«Je veux mener une vie normale»

POLEMIQUE • Sprayé et abandonné dans les bois de Sauvabelin par la police lausannoise, le jeune Kaled Mohamed Ali, mineur au moment des faits, a obtenu gain de cause après six ans et demi de procédure. Il cherche désormais à reconstruire sa vie et demande un geste à la Municipalité.

  • Kaled Mohamed-Ali, victime des forces de l'ordre en 2006.

    Kaled Mohamed-Ali, victime des forces de l'ordre en 2006.

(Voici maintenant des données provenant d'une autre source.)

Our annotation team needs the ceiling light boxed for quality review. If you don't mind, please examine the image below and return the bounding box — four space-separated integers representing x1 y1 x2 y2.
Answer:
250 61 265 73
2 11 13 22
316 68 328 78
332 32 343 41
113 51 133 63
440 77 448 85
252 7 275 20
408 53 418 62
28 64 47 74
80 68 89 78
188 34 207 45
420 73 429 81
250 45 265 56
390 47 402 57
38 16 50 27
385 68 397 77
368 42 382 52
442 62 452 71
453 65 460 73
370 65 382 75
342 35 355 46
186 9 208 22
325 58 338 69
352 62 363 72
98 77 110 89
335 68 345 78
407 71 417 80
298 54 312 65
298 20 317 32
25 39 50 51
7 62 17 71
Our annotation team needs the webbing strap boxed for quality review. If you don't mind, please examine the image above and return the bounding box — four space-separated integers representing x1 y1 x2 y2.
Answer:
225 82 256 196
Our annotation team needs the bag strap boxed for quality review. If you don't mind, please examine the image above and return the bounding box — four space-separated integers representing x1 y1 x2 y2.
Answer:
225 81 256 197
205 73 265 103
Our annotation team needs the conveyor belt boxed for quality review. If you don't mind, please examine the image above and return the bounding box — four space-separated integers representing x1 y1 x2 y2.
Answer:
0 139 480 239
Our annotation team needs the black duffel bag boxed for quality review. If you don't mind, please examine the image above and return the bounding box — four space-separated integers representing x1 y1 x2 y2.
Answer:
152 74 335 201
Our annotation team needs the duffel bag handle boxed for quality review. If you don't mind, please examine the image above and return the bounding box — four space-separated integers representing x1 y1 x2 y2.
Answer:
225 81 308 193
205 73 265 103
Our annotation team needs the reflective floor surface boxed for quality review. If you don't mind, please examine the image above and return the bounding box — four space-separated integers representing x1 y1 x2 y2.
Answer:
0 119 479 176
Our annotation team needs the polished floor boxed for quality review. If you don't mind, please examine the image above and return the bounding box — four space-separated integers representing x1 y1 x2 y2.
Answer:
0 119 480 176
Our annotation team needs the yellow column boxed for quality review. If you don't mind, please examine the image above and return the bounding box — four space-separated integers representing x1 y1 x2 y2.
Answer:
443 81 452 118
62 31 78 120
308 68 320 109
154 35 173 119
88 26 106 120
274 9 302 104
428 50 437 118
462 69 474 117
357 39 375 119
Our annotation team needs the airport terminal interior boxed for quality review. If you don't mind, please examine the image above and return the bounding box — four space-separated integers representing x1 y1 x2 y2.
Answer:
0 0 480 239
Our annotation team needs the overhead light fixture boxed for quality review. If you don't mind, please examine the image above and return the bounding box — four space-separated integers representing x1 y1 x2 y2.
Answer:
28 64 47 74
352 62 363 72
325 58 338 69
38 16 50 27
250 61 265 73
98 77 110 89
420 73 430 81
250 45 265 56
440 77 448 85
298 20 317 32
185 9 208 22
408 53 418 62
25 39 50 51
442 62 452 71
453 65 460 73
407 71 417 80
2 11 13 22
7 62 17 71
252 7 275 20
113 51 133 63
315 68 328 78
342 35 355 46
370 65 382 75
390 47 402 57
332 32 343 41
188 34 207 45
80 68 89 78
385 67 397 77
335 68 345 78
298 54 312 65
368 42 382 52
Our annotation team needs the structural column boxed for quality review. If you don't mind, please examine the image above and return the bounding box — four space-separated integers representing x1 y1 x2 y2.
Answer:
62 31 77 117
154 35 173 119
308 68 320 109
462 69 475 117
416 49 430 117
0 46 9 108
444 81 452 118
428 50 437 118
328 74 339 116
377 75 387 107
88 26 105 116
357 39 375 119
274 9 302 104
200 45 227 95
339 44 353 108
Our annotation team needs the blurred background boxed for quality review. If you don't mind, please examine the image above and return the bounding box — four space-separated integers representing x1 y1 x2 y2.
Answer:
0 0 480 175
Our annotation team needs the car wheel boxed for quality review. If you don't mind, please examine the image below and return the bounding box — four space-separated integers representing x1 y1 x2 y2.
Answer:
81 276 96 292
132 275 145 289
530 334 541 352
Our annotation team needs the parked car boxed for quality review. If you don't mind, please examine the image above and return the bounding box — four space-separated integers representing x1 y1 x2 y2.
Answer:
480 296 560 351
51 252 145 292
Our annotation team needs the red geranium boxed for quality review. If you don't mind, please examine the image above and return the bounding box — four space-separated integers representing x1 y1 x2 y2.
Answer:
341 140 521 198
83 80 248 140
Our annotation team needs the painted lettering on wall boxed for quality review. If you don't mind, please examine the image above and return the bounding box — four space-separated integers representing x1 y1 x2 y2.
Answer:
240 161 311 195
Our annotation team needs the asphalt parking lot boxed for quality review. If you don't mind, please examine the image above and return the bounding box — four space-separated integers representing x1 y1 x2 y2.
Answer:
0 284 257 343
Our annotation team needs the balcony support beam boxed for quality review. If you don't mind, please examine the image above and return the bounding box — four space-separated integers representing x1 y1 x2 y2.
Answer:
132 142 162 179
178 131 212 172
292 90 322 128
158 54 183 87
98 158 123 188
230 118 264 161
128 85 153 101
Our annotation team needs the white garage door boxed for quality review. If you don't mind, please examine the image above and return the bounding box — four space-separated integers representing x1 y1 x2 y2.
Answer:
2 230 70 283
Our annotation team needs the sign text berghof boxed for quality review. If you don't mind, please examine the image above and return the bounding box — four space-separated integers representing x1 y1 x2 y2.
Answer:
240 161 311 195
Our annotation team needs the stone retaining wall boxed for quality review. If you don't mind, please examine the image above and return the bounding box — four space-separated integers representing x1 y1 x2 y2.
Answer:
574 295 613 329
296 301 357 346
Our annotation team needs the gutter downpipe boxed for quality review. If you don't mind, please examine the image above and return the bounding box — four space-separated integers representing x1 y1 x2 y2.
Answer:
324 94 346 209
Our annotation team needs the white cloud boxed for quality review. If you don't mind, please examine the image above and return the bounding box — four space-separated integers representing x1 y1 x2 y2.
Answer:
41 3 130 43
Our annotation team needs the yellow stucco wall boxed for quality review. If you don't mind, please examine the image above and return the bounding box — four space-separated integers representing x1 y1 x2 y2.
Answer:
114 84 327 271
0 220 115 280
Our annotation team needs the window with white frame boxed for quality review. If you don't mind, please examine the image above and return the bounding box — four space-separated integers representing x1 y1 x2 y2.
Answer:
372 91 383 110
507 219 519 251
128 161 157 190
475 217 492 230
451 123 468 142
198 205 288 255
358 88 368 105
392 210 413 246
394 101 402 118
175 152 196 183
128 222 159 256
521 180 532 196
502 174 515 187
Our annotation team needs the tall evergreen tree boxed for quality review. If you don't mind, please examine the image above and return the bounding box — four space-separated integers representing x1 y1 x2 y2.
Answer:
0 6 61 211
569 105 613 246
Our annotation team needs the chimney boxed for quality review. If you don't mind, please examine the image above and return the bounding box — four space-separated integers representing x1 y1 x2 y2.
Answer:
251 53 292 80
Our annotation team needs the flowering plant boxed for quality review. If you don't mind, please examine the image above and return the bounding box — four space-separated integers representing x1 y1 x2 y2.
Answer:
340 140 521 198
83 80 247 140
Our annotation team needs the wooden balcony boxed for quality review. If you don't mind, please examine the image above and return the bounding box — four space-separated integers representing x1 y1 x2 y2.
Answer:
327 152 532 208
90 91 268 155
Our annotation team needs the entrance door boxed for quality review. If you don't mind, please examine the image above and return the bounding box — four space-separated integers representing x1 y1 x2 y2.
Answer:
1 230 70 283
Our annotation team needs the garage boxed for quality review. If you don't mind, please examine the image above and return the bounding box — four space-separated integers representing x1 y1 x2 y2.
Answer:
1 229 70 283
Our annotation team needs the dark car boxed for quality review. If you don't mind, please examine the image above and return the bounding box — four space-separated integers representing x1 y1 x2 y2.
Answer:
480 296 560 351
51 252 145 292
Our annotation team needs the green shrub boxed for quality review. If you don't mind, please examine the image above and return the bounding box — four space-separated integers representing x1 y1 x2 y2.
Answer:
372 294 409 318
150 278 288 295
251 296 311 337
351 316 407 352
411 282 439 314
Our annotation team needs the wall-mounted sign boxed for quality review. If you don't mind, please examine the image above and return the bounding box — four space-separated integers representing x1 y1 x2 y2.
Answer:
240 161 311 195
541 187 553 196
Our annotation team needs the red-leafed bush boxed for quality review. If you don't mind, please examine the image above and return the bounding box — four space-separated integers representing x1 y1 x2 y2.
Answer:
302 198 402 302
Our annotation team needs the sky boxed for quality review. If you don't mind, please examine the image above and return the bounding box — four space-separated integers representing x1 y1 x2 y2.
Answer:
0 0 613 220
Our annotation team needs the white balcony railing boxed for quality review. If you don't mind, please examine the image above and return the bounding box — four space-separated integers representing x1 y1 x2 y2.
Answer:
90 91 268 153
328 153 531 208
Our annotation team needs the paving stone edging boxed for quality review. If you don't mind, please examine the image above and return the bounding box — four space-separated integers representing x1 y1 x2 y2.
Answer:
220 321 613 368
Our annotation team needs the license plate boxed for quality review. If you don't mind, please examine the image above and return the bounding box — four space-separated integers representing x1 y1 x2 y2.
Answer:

Il affiche un profil bas, sérieux et déterminé. Pourtant, malgré son jeune âge - il n'a pas 23 ans - , il pourrait la ramener. Kaled Mohamed-Ali a en effet fait plier la justice lausannoise dans une affaire qui a longtemps défrayé la chronique. L'histoire de David contre Goliath, mais dans sa version lausannoise. Celle d'un petit ado black de 14 ans qui a déjà pas mal de bêtises à son actif et pas la langue dans sa poche, contre des policiers lausannois excédés qui, en 2006, finissent par en faire trop et l'abandonnent dans les bois de Sauvabelin, non sans l'avoir auparavant sprayé au poivre.Après une longue et épique bataille judicaire, et de recours en recours, le Tribunal fédéral suisse a fini par donner raison au jeune Erythréen et décrète l'annulation de l'acquittement des policiers, dont la version des faits avait été remise en cause par le témoignage d'un ancien inspecteur de la police judiciaire. Au final, deux des policiers mis en cause sont définitivement condamnés, après six ans et demi de procédure.

Baume au cœur

Pour le jeune homme, qui a considérablement mûri depuis, le verdict symbolique fait l'effet d'un baume au cœur. «Ce n'est pas que pour moi, mais aussi pour toutes les personnes qui ont été victimes de ces gars-là, affirme-t-il aujourd'hui sans triomphalisme aucun. Cela montre que la Suisse est un pays de droit et de nombreuses personnes toutes races et toutes classes sociales confondues m'arrêtent dans la rue pour me soutenir. Je n'ai plus la haine contre personne, tout cela m'a fait mûrir et l'objectif désormais est de me reconstruire».Se reconstruire: tout un programme quand on est Erythréen sans père, arrivé en Suisse à l'âge de... un an et que l'on a un permis F... depuis plus de 20 ans! «J'ai terminé mon apprentissage de concierge et je cherche du travail, raconte dans un français parfait et posé, le jeune Lausannois, dont le casier judiciaire est vierge et qui aspire un jour à devenir pompier. Mais c'est le chat qui se mord la queue: les employeurs veulent un permis B, et pour avoir un permis B, il faut un emploi. Cherchez l'erreur!»Mais il y a pire: héritage de ses bêtises passées, bien avant le lamentable épisode des bois de Sauvabelin, Kaled Mohamed Ali doit une forte somme à la Ville de Lausanne à titre de réparations des dégâts commis il y a une décennie. «C'est vrai, j'ai fait des bêtises, admet-il, mais tout est terminé depuis longtemps et je n'aspire qu'à mener une vie normale, travailler et m'occuper de ma mère et de ma soeur. En tout respect et en toute humilité, je demande à la Ville de Lausanne de faire un geste financier pour moi, afin que je puisse enfin démarrer dignement ma vie, surtout que j'ai été très lésé par cette malheureuse histoire!»En tant qu'autorité de tutelle qui a subi le désaveu du jugement émis en défaveur de sa police, la Municipalité saura-t-elle répondre aux attentes de son jeune administré?